CellDART: Cell type inference by domain adaptation of single-cell and spatial transcriptomic data

CellDART is a tool to estimate cell fraction of spatial transcriptomic spots using domain adaptation of deep neural networks.

Cite as: Bae S, Na KJ, Koh J, Lee DS, Choi H, Kim YT. CellDART: cell type inference by domain adaptation of single-cell and spatial transcriptomic data. Nucleic Acids Res. 2022;50(10):e57.

Optimal parameter choices (for brain)

Number of total marker genes = 200 ~ 400 (or number of markers per cluster: 10 ~ 20)
Number of pseudospots = 5 to 10 times the number of real spots (20,000~40,000 per Visium slide)
Number of sampled cells in a pseudospot (virtual mixture of single-cell data) = 8
Iteration number = 3,000
Mini-batch size = 512
Loss weights between source and domain classifier (alpha) = 0.6
Learning rate = 0.001 * alpha_lr = 0.005

Code Example

python: CellDART_example_mousebrain_markers.ipynb
-> example file that shows the whole process step by step
-> the pred_cellf_celldart function is a compressed version of all the steps shown in the notebook file
-> see the below example how to use the function
R wrap: Please refer to the '/vignettes/introduction.Rmd' file

Python function for CellDART (pred_cellf_celldart)

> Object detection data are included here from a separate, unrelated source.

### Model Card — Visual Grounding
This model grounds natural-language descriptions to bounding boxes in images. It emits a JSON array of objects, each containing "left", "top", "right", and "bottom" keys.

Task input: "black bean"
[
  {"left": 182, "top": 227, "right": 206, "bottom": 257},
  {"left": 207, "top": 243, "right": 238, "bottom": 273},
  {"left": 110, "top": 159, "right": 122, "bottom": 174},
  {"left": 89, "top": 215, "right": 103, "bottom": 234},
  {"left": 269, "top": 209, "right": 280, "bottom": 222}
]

Install conda environment and add jupyter kernel

  conda create -n CellDART python=3.8  
  conda activate CellDART  
  pip install git+https://github.com/mexchy1000/CellDART.git  
  python -m ipykernel install --user --name CellDART --display-name CellDART

Dependency (python)

python 3.8
tensorflow 2.9.1
numpy 1.20.3
pandas 1.4.3
scanpy 1.9.1
jupyter 1.0.0

Function and parameters

from CellDART.pred_cellf_celldart import pred_cellf_celldart  
adata_sp = pred_cellf_celldart(adata_sp=adata_sp, adata_sc=adata_sc, count_from_raw = False,  
        　　　　　　　　　　　   gpu=True, celltype='celltype', num_markers=20,  
        　　　　　　　　　　　　 nmix=8, npseudo=20000, alpha=0.6, alpha_lr=5, batch_size=512,  
        　　　　　　　　　　　　 emb_dim=64, n_iterations=3000, init_train_epoch=10,  
        　　　　　　　　　　　　 outdir='./CellDART_output', return_anndata=True)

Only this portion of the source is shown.